I frequently emphasize the substrates at which learning and knowledge are connected or networked. As more attention is paid to learning networks and personal learning, it’s important to highlight that most of the discussion is focused on the social/external substrate, ignoring other dimensions of networkedness (I’m sure that’s a word).
By quick review:
1. Neuronal – brains don’t hold knowledge in chunks – it’s networked. A simple task, such as picking up a pencil, requires numerous areas of the brain to harmonize their distributed activity (sometimes referred to as the “binding problem”) in order to produce the intended action. Recognizing a human face is an astonishingly complex distributed neural activity – an image of a face doesn’t exist in our brains. Instead, different regions of the brain contributed to producing recognition. Olaf Sporns has explored the similarity between some network attributes of the neocortex and other scale-free networks.
2. Conceptual – connections generate meanings. When two or more concepts are brought into some type of relationship, they produce something different than their individual attributes would suggest. Conceptual blending attempts to describe what’s involved in the process of bringing concepts in relation to each other. Burkes’ Knowledge Web is similarly based on trying to find how knowledge is connected/related. As does Danny Hillis’ article Aristotle: The Knowledge Web. Or consider a tool like Brainscanr that attempts to detail relationships between concepts in psychology. We are constantly forming and blending concepts. When we are involved in formal learning, we are more conscious of the process as we’re bringing together our life experiences and current understanding of a topic with new information provided by a course or program of study.

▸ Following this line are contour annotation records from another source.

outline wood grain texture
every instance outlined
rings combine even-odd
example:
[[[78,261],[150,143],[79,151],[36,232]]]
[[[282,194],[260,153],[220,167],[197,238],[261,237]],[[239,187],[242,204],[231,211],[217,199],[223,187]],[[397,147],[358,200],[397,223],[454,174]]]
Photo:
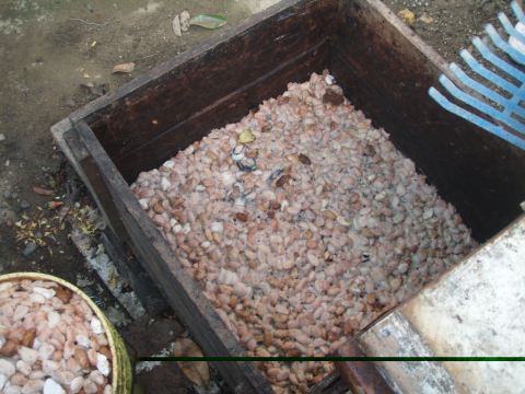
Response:
[[[115,165],[128,183],[135,182],[141,171],[160,167],[166,160],[175,157],[179,150],[200,140],[213,128],[238,121],[262,100],[277,97],[287,90],[289,82],[302,83],[310,79],[312,72],[322,72],[327,66],[328,50],[328,44],[320,43],[182,121],[158,138],[145,142],[140,149],[115,161]]]
[[[170,305],[161,291],[140,263],[128,256],[125,245],[118,242],[115,234],[112,231],[106,231],[101,235],[101,241],[104,244],[105,252],[126,282],[131,286],[147,311],[153,316],[167,311]]]
[[[104,182],[110,185],[109,195],[121,213],[122,223],[144,258],[141,262],[143,268],[163,289],[170,305],[177,317],[190,328],[203,354],[246,357],[241,344],[226,328],[200,288],[184,271],[177,256],[140,207],[89,126],[81,121],[74,128],[96,161]],[[253,362],[235,362],[235,367],[217,362],[215,367],[234,392],[273,393]]]
[[[70,118],[84,120],[117,162],[323,43],[335,9],[332,1],[284,0],[88,104]],[[252,106],[256,105],[253,100]],[[185,139],[184,134],[178,137]]]

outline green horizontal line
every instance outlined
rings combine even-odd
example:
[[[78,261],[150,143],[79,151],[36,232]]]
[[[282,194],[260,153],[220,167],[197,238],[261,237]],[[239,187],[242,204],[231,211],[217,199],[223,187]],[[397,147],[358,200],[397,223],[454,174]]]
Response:
[[[131,361],[525,361],[525,357],[132,357]]]

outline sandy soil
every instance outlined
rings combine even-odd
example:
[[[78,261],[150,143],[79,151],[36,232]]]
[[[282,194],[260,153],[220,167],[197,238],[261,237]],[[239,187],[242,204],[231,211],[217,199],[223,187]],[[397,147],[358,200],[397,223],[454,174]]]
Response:
[[[70,241],[69,224],[60,229],[57,211],[47,208],[50,200],[62,200],[81,186],[49,132],[50,126],[96,97],[80,84],[105,83],[114,90],[273,2],[0,2],[0,134],[4,136],[0,141],[0,274],[42,271],[72,283],[77,283],[78,275],[98,280]],[[395,13],[407,8],[415,12],[412,28],[446,60],[458,63],[458,51],[468,48],[476,34],[483,33],[485,24],[494,23],[499,27],[497,13],[511,14],[506,0],[386,0],[385,3]],[[192,27],[176,38],[171,22],[183,10],[191,15],[224,15],[228,25],[218,31]],[[423,22],[420,19],[423,13],[433,22]],[[129,61],[137,65],[132,72],[112,74],[115,65]],[[55,175],[59,171],[65,181],[57,184],[54,196],[33,192],[32,183],[49,186],[50,182],[57,182]],[[83,192],[78,201],[84,205],[91,199]],[[27,202],[30,206],[23,208]],[[48,221],[49,228],[42,229],[46,245],[24,256],[28,237],[18,239],[23,231],[16,223],[24,225],[35,216]],[[46,232],[52,237],[46,237]],[[108,294],[104,297],[106,301],[110,299]]]

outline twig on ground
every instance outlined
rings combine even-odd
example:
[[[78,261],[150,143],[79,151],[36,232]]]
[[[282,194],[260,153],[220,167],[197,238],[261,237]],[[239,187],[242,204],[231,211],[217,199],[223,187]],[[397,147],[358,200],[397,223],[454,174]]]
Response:
[[[86,22],[84,20],[81,20],[80,18],[70,18],[69,19],[70,21],[80,21],[84,24],[84,28],[86,31],[91,31],[91,30],[100,30],[101,27],[103,26],[107,26],[109,23],[106,22],[106,23],[103,23],[103,24],[100,24],[100,23],[93,23],[93,22]]]

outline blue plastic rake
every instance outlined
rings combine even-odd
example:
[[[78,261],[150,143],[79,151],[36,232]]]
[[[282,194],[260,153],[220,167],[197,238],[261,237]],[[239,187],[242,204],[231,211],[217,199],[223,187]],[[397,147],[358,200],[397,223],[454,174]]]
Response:
[[[525,15],[523,14],[522,9],[517,4],[517,2],[513,1],[511,3],[511,9],[514,11],[517,20],[525,24]],[[501,24],[509,33],[509,35],[518,39],[522,44],[525,45],[525,36],[520,34],[512,23],[509,21],[506,15],[501,12],[498,15]],[[500,48],[501,50],[505,51],[514,59],[518,60],[520,62],[525,65],[525,55],[522,54],[520,50],[514,49],[508,43],[505,43],[500,35],[495,32],[495,28],[488,24],[485,27],[487,34],[489,35],[490,39],[494,43],[494,45]],[[515,67],[509,65],[505,60],[501,59],[489,50],[489,48],[483,44],[479,37],[475,37],[472,39],[472,44],[482,55],[482,57],[490,61],[492,65],[498,67],[500,70],[505,72],[506,74],[513,77],[515,80],[518,81],[521,84],[516,86],[505,79],[497,76],[492,71],[482,67],[470,53],[466,49],[463,49],[459,55],[462,58],[467,62],[467,65],[476,71],[478,74],[483,77],[485,79],[489,80],[490,82],[494,83],[495,85],[500,86],[501,89],[505,90],[510,94],[512,94],[512,99],[505,99],[504,96],[493,92],[489,88],[485,86],[483,84],[476,82],[471,78],[467,77],[465,72],[454,62],[450,65],[451,71],[462,81],[466,86],[470,88],[471,90],[480,93],[485,97],[491,100],[492,102],[497,103],[503,111],[500,111],[486,102],[481,102],[478,99],[472,97],[471,95],[465,93],[460,89],[458,89],[446,76],[442,74],[440,77],[440,82],[445,89],[456,99],[460,100],[462,102],[483,112],[487,115],[490,115],[493,119],[501,121],[502,124],[506,125],[509,128],[512,128],[516,131],[518,136],[506,131],[502,126],[497,126],[488,120],[476,116],[468,111],[451,103],[448,100],[445,99],[436,89],[430,88],[429,94],[432,99],[434,99],[442,107],[456,114],[464,119],[467,119],[475,125],[482,127],[487,131],[490,131],[497,135],[500,138],[520,147],[521,149],[525,150],[525,124],[512,117],[513,114],[520,116],[521,118],[525,119],[525,108],[520,106],[521,101],[525,101],[525,73],[516,69]]]

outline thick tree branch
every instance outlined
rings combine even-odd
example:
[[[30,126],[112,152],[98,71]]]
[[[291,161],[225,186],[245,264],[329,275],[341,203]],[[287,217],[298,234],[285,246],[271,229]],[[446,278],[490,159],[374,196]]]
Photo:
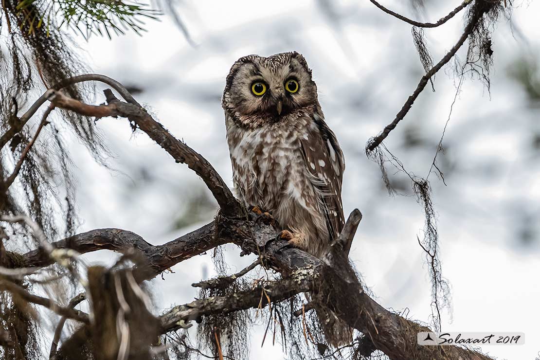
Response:
[[[482,14],[480,15],[481,16]],[[453,48],[454,53],[464,42],[468,33],[472,31],[475,22],[471,21],[469,23],[465,32],[467,35],[464,33],[455,49]],[[450,55],[446,61],[453,56]],[[440,69],[442,65],[443,64],[440,63],[436,67],[440,65],[438,69]],[[426,83],[430,76],[428,73],[424,77]],[[210,164],[200,154],[173,137],[160,124],[155,121],[127,91],[124,91],[125,89],[120,84],[106,77],[97,75],[77,77],[77,79],[74,78],[67,80],[66,84],[89,80],[103,81],[120,93],[124,92],[123,96],[129,103],[123,103],[116,99],[110,91],[105,93],[107,105],[96,107],[65,99],[64,96],[54,90],[49,91],[49,98],[59,107],[64,106],[66,108],[90,116],[114,116],[116,114],[128,118],[177,161],[187,164],[190,168],[201,176],[214,194],[221,210],[213,223],[160,246],[152,246],[132,233],[111,229],[94,230],[76,235],[53,243],[52,246],[57,248],[73,247],[80,253],[100,249],[122,251],[137,248],[147,259],[153,269],[153,275],[155,275],[194,255],[204,253],[221,244],[232,242],[242,248],[242,254],[253,253],[261,256],[265,266],[275,269],[282,276],[281,280],[261,284],[260,286],[262,287],[259,289],[258,293],[256,288],[253,291],[196,300],[190,304],[177,307],[161,317],[164,330],[173,329],[183,324],[185,325],[186,321],[205,315],[226,314],[258,306],[262,288],[265,291],[267,290],[270,291],[271,301],[279,301],[299,292],[309,291],[321,295],[321,298],[326,299],[326,305],[336,316],[350,327],[365,334],[377,349],[384,352],[390,359],[489,359],[481,354],[455,347],[440,348],[417,345],[417,332],[427,331],[428,328],[420,327],[387,310],[365,294],[357,277],[347,261],[346,252],[342,251],[350,248],[351,239],[361,219],[359,212],[353,212],[349,217],[342,235],[336,243],[341,246],[333,247],[335,249],[342,248],[342,251],[331,251],[325,256],[323,260],[299,249],[292,248],[286,242],[275,240],[276,231],[272,227],[254,221],[245,215],[240,216],[242,209]],[[423,84],[422,89],[425,85]],[[418,93],[421,91],[421,89],[418,90]],[[409,108],[415,98],[416,97],[410,100]],[[404,111],[403,116],[408,110]],[[380,141],[382,141],[384,137]],[[24,257],[26,260],[26,265],[44,266],[51,263],[51,260],[44,256],[46,254],[38,250],[25,254]],[[37,300],[43,301],[43,300]],[[51,305],[46,302],[43,303],[44,305]]]
[[[67,79],[56,88],[60,89],[73,83],[90,80],[100,81],[112,86],[128,102],[119,101],[109,90],[105,91],[108,104],[99,106],[84,104],[54,90],[49,90],[52,92],[48,98],[58,107],[72,110],[87,116],[127,118],[167,151],[177,162],[187,165],[200,176],[212,192],[222,212],[230,215],[240,214],[241,207],[238,201],[210,163],[187,144],[174,138],[161,124],[154,120],[121,84],[103,75],[89,74]]]
[[[468,5],[473,2],[473,0],[465,0],[457,8],[450,11],[448,15],[441,18],[435,23],[421,23],[417,21],[415,21],[414,20],[411,20],[408,18],[405,17],[403,15],[401,15],[397,12],[395,12],[391,10],[387,9],[375,1],[375,0],[369,0],[369,1],[372,2],[372,3],[373,3],[376,6],[382,10],[386,13],[390,14],[392,16],[396,17],[400,20],[402,20],[404,21],[406,23],[410,24],[411,25],[415,26],[418,26],[418,28],[436,28],[437,26],[439,26],[451,19],[456,13],[462,10],[463,9],[466,8]]]
[[[163,245],[153,246],[134,233],[120,229],[97,229],[51,243],[55,248],[72,249],[80,254],[98,250],[124,252],[136,249],[146,259],[156,276],[176,263],[228,242],[216,237],[212,222]],[[23,255],[26,266],[43,267],[53,260],[42,249]]]
[[[200,288],[201,289],[226,288],[230,284],[232,284],[237,279],[244,276],[256,268],[260,264],[260,260],[258,259],[256,260],[252,263],[251,265],[242,269],[236,274],[233,274],[229,276],[220,276],[219,277],[217,277],[215,279],[211,279],[208,280],[200,281],[199,282],[192,284],[191,286],[195,288]]]

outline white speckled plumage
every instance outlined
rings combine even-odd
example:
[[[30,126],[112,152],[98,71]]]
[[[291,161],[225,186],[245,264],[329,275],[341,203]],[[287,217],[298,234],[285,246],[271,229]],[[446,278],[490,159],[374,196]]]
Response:
[[[291,79],[298,82],[296,92],[286,90]],[[266,87],[264,94],[253,92],[256,83]],[[271,213],[282,229],[292,233],[292,243],[320,256],[345,224],[345,165],[303,57],[287,52],[241,58],[227,77],[222,105],[237,196],[247,206]],[[323,308],[316,310],[326,314],[323,328],[330,344],[350,342],[346,324]]]
[[[284,89],[289,78],[298,79],[296,93]],[[267,85],[262,97],[251,91],[255,81]],[[223,107],[238,196],[270,212],[295,234],[295,245],[320,256],[344,222],[345,162],[306,60],[297,53],[241,58],[227,77]]]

3. Social and technological networks – we live these daily and tools like Facebook and Twitter have made these more explicit. Publications from mathematicians and physicians over the last decade have increased attention on networks (Barabási, for example). However, sociologists have been playing in the domain of networks long before the current hype drove networks into popular society. Barry Wellman, Mark Granovetter, and Paul Lazerfeld lay much of the foundation for what is now being “discovered” about social networks. Researchers are beginning to take a multi-disciplinary approach to networks, realizing that network attributes exists in food chains, transportation systems, etc. Basically, networks underpin life and human existence. The internet, web, and now social media raise the profile of networks because we now experience them daily. When directed toward learning, networks (web, citations, social, etc) are inescapable. As human knowledge becomes more explicit – i.e. stored in a database, waiting analysis – analytics becomes increasingly important in order to understand complexity. The discovery of the corona virus (SARS) was accomplished in a period of a month – an extremely short period of time considering the complexity involved. This was enabled by researchers connecting to each other and sharing information. Understanding how and why people and information connect is a key task of analytics (have I mentioned TEKRI is organizing a conference on Learning and Knowledge Analytics?). Knowledge in any moderately complex task or activity is networked (building a plane, designing a road system, printing a book).